The Ex-Crawler Project is divided into three subprojects. The main part is the Ex-Crawler daemon server, a highly configurable and flexible Web crawler written in Java. It comes with its own socket server, with which you can manage the server, users, distributed grid/volunteer computing, and much more. Crawled information is stored in a database (Currently MySQL, PostgreSQL, and MSSQL are supported). The second part is a graphical (Java Swing) distributed grid/volunteer computing client, including user computer state detection, based on JADIF Project.
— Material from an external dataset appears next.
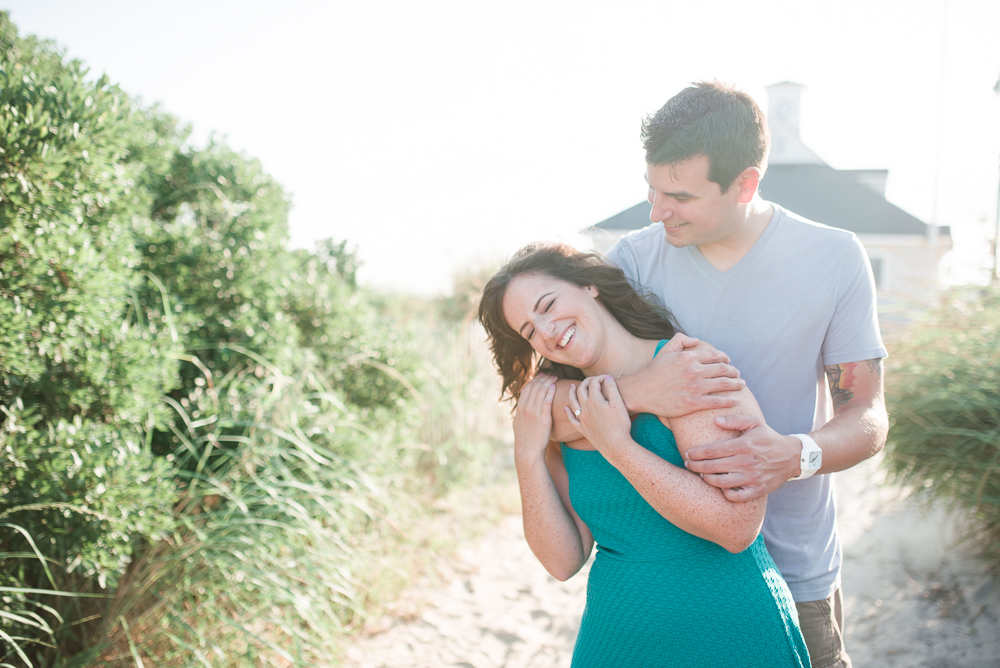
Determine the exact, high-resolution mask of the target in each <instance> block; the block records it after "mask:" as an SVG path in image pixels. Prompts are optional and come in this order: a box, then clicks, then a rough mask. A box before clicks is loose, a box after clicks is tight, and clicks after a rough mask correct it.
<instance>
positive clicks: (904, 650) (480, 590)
mask: <svg viewBox="0 0 1000 668" xmlns="http://www.w3.org/2000/svg"><path fill="white" fill-rule="evenodd" d="M836 480H837V483H836V484H837V499H838V508H839V516H838V521H839V524H840V530H841V536H842V539H843V542H844V548H845V550H844V551H845V560H844V570H843V587H844V594H845V601H844V605H845V615H846V627H847V633H846V643H847V648H848V651H849V653H850V654H851V658H852V659H853V661H854V665H855V666H856V667H857V668H885V667H890V666H891V667H898V668H916V667H918V666H920V667H924V668H946V667H951V666H956V667H957V666H961V667H963V668H1000V586H998V585H997V584H996V580H995V578H994V577H992V576H991V574H990V573H989V572H988V571H987V565H986V564H985V562H983V561H980V560H978V559H976V558H975V557H974V556H973V555H972V554H971V553H970V551H969V550H968V548H967V547H965V546H963V545H958V544H956V542H957V541H956V535H957V529H956V527H957V526H958V520H957V519H956V517H955V516H954V515H952V514H950V513H948V512H945V511H944V510H942V509H940V508H931V509H925V508H923V507H922V506H921V505H919V504H918V503H916V502H915V501H914V500H913V499H906V498H904V495H903V494H902V493H901V492H900V491H899V490H897V489H895V488H892V487H889V486H887V485H886V484H885V482H884V474H883V472H882V469H881V468H880V467H879V461H878V460H877V459H876V460H873V461H869V462H865V463H864V464H862V465H860V466H857V467H855V468H854V469H852V470H851V471H847V472H843V473H839V474H837V478H836ZM442 568H443V569H444V570H445V571H446V578H445V579H446V581H447V584H445V585H443V586H437V587H419V586H418V587H413V588H411V589H410V590H408V591H407V592H405V593H404V595H403V596H402V597H401V598H400V600H399V601H397V603H396V604H395V606H394V609H393V611H392V614H391V615H388V616H386V617H385V618H383V619H380V620H378V621H377V622H376V623H374V624H372V625H371V626H370V627H369V629H368V632H367V633H366V634H365V635H364V636H362V637H361V638H359V639H358V641H357V642H356V643H355V644H353V645H352V646H351V647H350V648H348V651H347V665H349V666H353V667H354V668H410V667H412V668H440V667H444V666H456V667H462V668H501V667H502V668H529V667H530V668H542V667H545V668H549V667H551V668H556V667H566V668H568V666H569V665H570V657H571V655H572V650H573V641H574V639H575V636H576V629H577V627H578V625H579V623H580V615H581V613H582V612H583V606H584V600H585V588H586V569H585V570H584V571H582V572H581V573H579V574H578V575H577V576H575V577H573V578H571V579H570V580H569V581H568V582H559V581H557V580H555V579H554V578H552V577H549V576H548V574H547V573H546V572H545V571H544V569H543V568H542V567H541V565H540V564H539V563H538V562H537V561H536V560H535V558H534V556H533V555H532V554H531V551H530V550H529V549H528V546H527V544H526V543H525V542H524V534H523V532H522V530H521V521H520V517H517V516H508V517H505V518H504V519H503V520H502V521H501V522H500V523H499V524H498V525H497V526H496V527H494V528H492V529H491V530H490V531H488V532H487V534H486V535H485V536H483V537H481V538H480V539H478V540H476V541H473V542H470V543H469V544H466V545H464V546H462V548H461V549H460V550H459V552H458V555H457V558H455V559H453V560H449V563H448V564H443V565H442Z"/></svg>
The Web search engine is written in PHP. It comes with a Content Management System, user language detection and multi-language support, and templates using Smarty, including an application framework that is partly forked from Joomla 1.5, so that Joomla components can be adapted quickly.
|Tags||crawler spider searchengine webcrawler Engine Distributed Computing search engine search|
|Operating Systems||Linux OS X platform independent (Java) Solaris Windows|
|Implementation||Java 6 MySQL HTML jsoup MS SQL postgresql PHP jadif AJAX|
|Translations||English German Greek|
Release Notes: This release features a complete database rework, many speed improvements (up to 60% faster), PDF crawling, language detection, an URL filter, and hundreds of other improvements, bugfixes, and updates. Ex-Crawler can now be run as a daemon. Startup scripts and a process watcher were included. Setup was simplified. A utility that creates the required database tables was added and an automatic performance benchmark test was implemented so that you don't need to handle the number of threads manually.